But even after you apply that commit, I guess you will still see silent hang up
because the page allocator would think there is still reclaimable memory. So, is
it possible to also try current linux.git kernels? I'd like to know whether
"OOM detection rework" (which went to 4.7) helps giving up reclaiming and
invoking the OOM killer with your workload.

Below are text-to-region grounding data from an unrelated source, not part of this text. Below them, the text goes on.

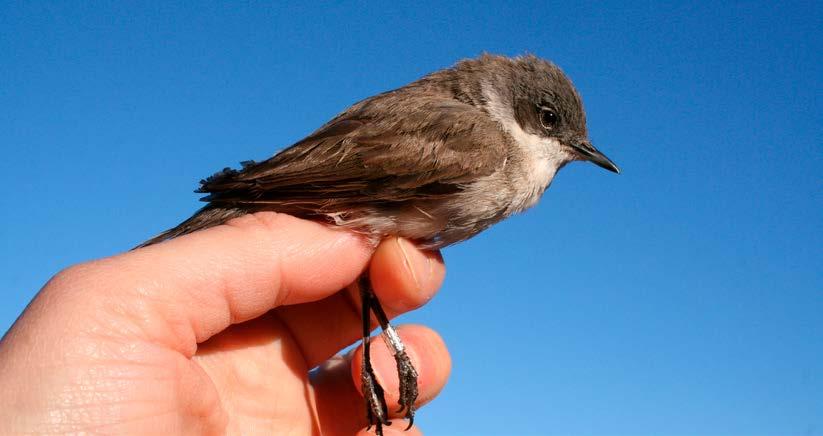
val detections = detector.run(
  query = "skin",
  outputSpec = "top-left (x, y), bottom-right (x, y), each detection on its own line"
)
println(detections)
top-left (0, 212), bottom-right (450, 435)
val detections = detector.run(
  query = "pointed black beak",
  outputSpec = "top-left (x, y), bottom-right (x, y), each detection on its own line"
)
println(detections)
top-left (571, 141), bottom-right (620, 174)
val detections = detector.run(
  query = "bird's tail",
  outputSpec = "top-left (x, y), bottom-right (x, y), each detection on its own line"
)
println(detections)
top-left (135, 205), bottom-right (245, 249)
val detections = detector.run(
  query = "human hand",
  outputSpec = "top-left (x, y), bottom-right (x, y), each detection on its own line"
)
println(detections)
top-left (0, 212), bottom-right (450, 435)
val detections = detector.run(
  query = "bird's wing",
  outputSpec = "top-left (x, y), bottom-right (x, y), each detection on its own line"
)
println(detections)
top-left (198, 97), bottom-right (508, 211)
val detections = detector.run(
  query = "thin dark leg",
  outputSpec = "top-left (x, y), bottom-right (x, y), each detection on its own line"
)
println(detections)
top-left (359, 275), bottom-right (389, 435)
top-left (368, 283), bottom-right (419, 429)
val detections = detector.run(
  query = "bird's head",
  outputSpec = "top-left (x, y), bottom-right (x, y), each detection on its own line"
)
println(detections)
top-left (455, 54), bottom-right (620, 174)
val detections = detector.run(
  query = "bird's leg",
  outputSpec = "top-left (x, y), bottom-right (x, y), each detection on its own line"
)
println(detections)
top-left (365, 278), bottom-right (419, 429)
top-left (359, 275), bottom-right (390, 435)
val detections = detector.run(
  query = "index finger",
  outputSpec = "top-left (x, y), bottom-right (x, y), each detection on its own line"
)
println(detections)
top-left (31, 212), bottom-right (373, 356)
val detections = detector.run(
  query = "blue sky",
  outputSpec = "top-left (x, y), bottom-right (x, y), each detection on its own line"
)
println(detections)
top-left (1, 1), bottom-right (820, 434)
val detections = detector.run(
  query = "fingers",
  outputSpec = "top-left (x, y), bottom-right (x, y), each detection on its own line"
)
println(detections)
top-left (369, 237), bottom-right (445, 316)
top-left (312, 325), bottom-right (450, 436)
top-left (27, 213), bottom-right (373, 356)
top-left (275, 237), bottom-right (446, 367)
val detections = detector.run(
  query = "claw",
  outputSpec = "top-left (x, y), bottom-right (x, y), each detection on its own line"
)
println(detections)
top-left (362, 364), bottom-right (390, 431)
top-left (394, 349), bottom-right (419, 428)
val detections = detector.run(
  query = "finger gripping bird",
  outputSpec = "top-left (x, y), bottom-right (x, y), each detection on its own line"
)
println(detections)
top-left (138, 53), bottom-right (619, 435)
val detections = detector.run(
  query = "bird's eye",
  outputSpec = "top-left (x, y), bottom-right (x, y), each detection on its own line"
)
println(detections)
top-left (539, 108), bottom-right (558, 130)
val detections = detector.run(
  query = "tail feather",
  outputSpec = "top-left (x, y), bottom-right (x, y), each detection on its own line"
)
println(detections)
top-left (135, 206), bottom-right (245, 249)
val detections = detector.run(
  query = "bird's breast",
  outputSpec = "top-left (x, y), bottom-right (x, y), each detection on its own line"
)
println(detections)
top-left (503, 134), bottom-right (572, 214)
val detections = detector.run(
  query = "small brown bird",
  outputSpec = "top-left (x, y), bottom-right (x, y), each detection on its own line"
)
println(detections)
top-left (139, 54), bottom-right (619, 435)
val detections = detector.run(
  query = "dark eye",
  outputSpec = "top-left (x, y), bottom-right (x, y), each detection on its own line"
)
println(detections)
top-left (539, 108), bottom-right (558, 130)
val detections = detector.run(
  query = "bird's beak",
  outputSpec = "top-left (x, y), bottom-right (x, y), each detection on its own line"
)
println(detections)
top-left (571, 141), bottom-right (620, 174)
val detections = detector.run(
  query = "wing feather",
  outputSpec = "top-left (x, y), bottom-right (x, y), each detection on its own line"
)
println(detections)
top-left (198, 95), bottom-right (507, 212)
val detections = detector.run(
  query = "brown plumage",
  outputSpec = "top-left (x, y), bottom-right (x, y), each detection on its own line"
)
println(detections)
top-left (139, 54), bottom-right (620, 250)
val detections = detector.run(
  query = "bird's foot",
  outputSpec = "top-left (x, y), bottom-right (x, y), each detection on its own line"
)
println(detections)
top-left (362, 360), bottom-right (390, 435)
top-left (394, 349), bottom-right (419, 429)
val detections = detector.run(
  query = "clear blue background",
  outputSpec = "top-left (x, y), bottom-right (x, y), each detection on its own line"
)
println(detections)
top-left (1, 1), bottom-right (820, 434)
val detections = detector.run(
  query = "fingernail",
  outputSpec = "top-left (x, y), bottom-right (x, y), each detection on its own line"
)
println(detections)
top-left (396, 238), bottom-right (430, 292)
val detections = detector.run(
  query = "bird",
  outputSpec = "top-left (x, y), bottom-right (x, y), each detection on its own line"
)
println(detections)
top-left (138, 53), bottom-right (619, 435)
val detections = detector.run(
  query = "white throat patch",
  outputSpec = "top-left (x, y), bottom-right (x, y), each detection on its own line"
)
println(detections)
top-left (482, 82), bottom-right (572, 212)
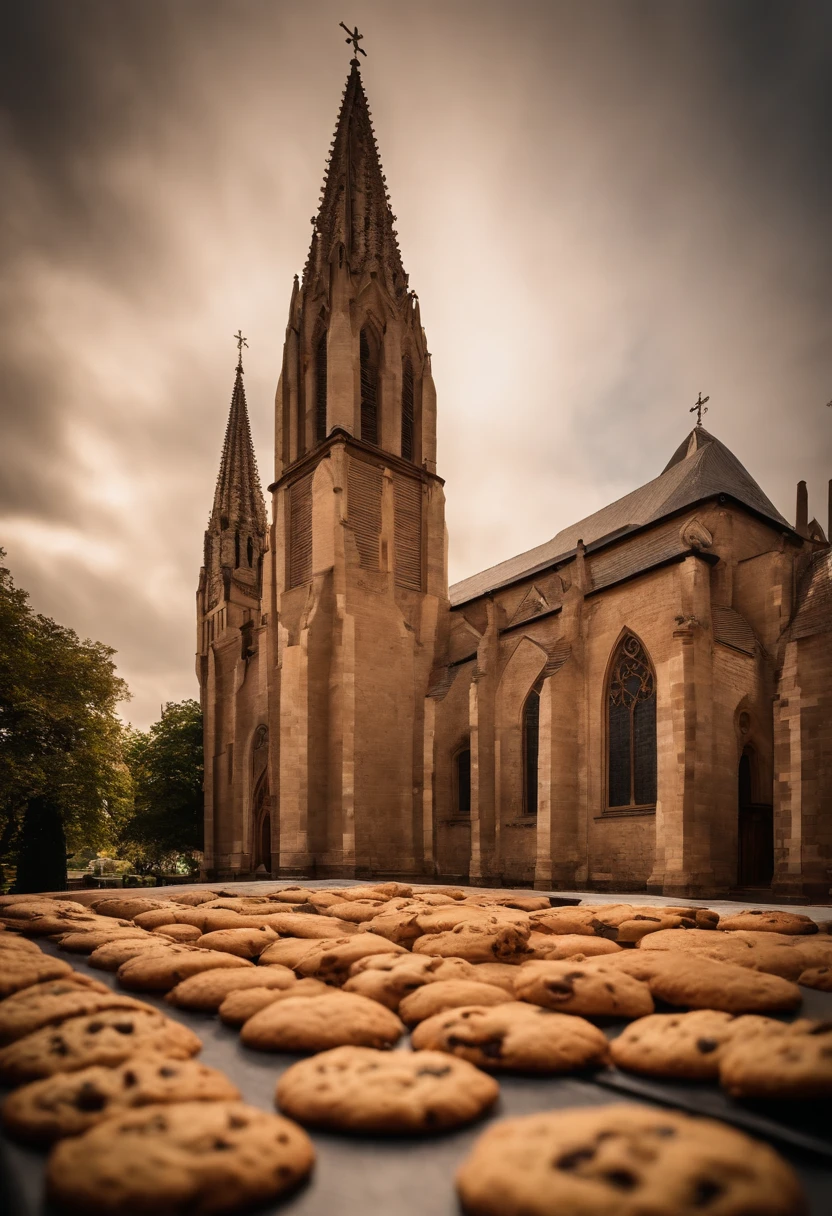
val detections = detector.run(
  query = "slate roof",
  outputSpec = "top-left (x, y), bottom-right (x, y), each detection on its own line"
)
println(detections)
top-left (713, 607), bottom-right (758, 656)
top-left (789, 549), bottom-right (832, 640)
top-left (449, 426), bottom-right (791, 607)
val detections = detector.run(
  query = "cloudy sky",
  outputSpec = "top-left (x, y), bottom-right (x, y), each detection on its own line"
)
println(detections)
top-left (1, 0), bottom-right (830, 729)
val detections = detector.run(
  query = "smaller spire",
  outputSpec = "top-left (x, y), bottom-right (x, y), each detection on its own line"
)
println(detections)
top-left (209, 336), bottom-right (267, 538)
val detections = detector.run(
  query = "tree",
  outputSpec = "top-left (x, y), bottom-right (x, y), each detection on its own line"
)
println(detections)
top-left (120, 700), bottom-right (204, 873)
top-left (0, 551), bottom-right (131, 881)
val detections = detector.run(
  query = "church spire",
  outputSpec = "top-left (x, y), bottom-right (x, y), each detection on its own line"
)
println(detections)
top-left (209, 345), bottom-right (267, 538)
top-left (303, 56), bottom-right (406, 296)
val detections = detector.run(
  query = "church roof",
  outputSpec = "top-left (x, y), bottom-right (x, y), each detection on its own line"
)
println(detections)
top-left (449, 425), bottom-right (792, 607)
top-left (302, 59), bottom-right (407, 292)
top-left (209, 361), bottom-right (267, 537)
top-left (789, 548), bottom-right (832, 640)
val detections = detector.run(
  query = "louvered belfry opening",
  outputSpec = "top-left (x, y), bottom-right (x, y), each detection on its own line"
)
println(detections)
top-left (315, 331), bottom-right (327, 444)
top-left (360, 328), bottom-right (378, 445)
top-left (394, 476), bottom-right (422, 590)
top-left (523, 687), bottom-right (541, 816)
top-left (401, 355), bottom-right (414, 462)
top-left (287, 471), bottom-right (313, 588)
top-left (607, 633), bottom-right (657, 809)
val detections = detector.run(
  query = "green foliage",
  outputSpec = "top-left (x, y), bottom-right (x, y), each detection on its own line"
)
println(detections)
top-left (119, 700), bottom-right (204, 873)
top-left (15, 796), bottom-right (68, 893)
top-left (0, 550), bottom-right (131, 872)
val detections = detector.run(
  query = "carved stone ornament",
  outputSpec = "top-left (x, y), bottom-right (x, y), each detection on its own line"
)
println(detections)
top-left (680, 517), bottom-right (713, 550)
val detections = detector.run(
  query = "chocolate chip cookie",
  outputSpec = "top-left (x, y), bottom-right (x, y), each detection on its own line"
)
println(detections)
top-left (116, 948), bottom-right (253, 992)
top-left (513, 960), bottom-right (654, 1019)
top-left (240, 990), bottom-right (404, 1052)
top-left (0, 976), bottom-right (151, 1044)
top-left (719, 1021), bottom-right (832, 1099)
top-left (398, 980), bottom-right (513, 1026)
top-left (166, 965), bottom-right (296, 1011)
top-left (609, 1011), bottom-right (785, 1079)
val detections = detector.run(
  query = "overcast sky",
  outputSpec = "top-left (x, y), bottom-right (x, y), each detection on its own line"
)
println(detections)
top-left (1, 0), bottom-right (830, 729)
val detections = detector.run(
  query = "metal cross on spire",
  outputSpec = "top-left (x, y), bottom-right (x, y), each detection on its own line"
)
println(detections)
top-left (690, 391), bottom-right (709, 426)
top-left (234, 329), bottom-right (248, 370)
top-left (339, 22), bottom-right (366, 59)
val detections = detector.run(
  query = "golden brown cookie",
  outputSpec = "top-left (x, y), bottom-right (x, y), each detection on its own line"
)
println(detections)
top-left (116, 948), bottom-right (253, 992)
top-left (609, 1011), bottom-right (786, 1079)
top-left (150, 924), bottom-right (203, 943)
top-left (455, 1104), bottom-right (807, 1216)
top-left (0, 976), bottom-right (151, 1044)
top-left (513, 960), bottom-right (654, 1019)
top-left (718, 910), bottom-right (818, 935)
top-left (87, 939), bottom-right (184, 971)
top-left (343, 955), bottom-right (477, 1009)
top-left (0, 953), bottom-right (74, 999)
top-left (719, 1021), bottom-right (832, 1099)
top-left (398, 980), bottom-right (514, 1026)
top-left (2, 1057), bottom-right (241, 1143)
top-left (293, 936), bottom-right (408, 983)
top-left (412, 922), bottom-right (530, 963)
top-left (240, 990), bottom-right (404, 1052)
top-left (45, 1100), bottom-right (315, 1214)
top-left (257, 937), bottom-right (320, 969)
top-left (194, 926), bottom-right (279, 959)
top-left (646, 954), bottom-right (802, 1014)
top-left (798, 965), bottom-right (832, 991)
top-left (166, 965), bottom-right (296, 1011)
top-left (219, 979), bottom-right (333, 1027)
top-left (276, 1045), bottom-right (498, 1133)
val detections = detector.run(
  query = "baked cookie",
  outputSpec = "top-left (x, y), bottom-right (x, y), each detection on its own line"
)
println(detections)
top-left (362, 910), bottom-right (424, 946)
top-left (294, 936), bottom-right (407, 983)
top-left (525, 935), bottom-right (622, 962)
top-left (0, 933), bottom-right (44, 956)
top-left (399, 980), bottom-right (514, 1026)
top-left (163, 890), bottom-right (219, 907)
top-left (219, 979), bottom-right (332, 1027)
top-left (0, 978), bottom-right (151, 1044)
top-left (0, 1008), bottom-right (202, 1083)
top-left (240, 990), bottom-right (404, 1052)
top-left (57, 929), bottom-right (155, 954)
top-left (276, 1045), bottom-right (498, 1134)
top-left (455, 1103), bottom-right (807, 1216)
top-left (513, 961), bottom-right (654, 1019)
top-left (528, 906), bottom-right (622, 937)
top-left (343, 955), bottom-right (477, 1009)
top-left (88, 897), bottom-right (171, 920)
top-left (325, 900), bottom-right (385, 923)
top-left (45, 1100), bottom-right (314, 1214)
top-left (412, 923), bottom-right (530, 964)
top-left (150, 924), bottom-right (203, 943)
top-left (719, 910), bottom-right (818, 935)
top-left (194, 926), bottom-right (279, 959)
top-left (257, 937), bottom-right (320, 969)
top-left (609, 1011), bottom-right (785, 1080)
top-left (415, 906), bottom-right (529, 934)
top-left (412, 1003), bottom-right (608, 1073)
top-left (256, 911), bottom-right (359, 939)
top-left (719, 1021), bottom-right (832, 1099)
top-left (117, 948), bottom-right (253, 992)
top-left (0, 954), bottom-right (74, 999)
top-left (646, 954), bottom-right (802, 1013)
top-left (166, 965), bottom-right (296, 1011)
top-left (798, 965), bottom-right (832, 991)
top-left (2, 1057), bottom-right (241, 1143)
top-left (470, 963), bottom-right (522, 993)
top-left (87, 939), bottom-right (183, 971)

Maybe __GFP_FS allocations start invoking the OOM killer. But maybe __GFP_FS
allocations still remain stuck waiting for !__GFP_FS allocations whereas !__GFP_FS
allocations gives up without invoking the OOM killer (i.e. effectively no "give up").

> 
> Below I'm pasting some log snippets, let me know if you like
> it so much you want more of it ;-/  The total log is about 1.7MB.

Yes, I'd like to browse it. Could you send it to me?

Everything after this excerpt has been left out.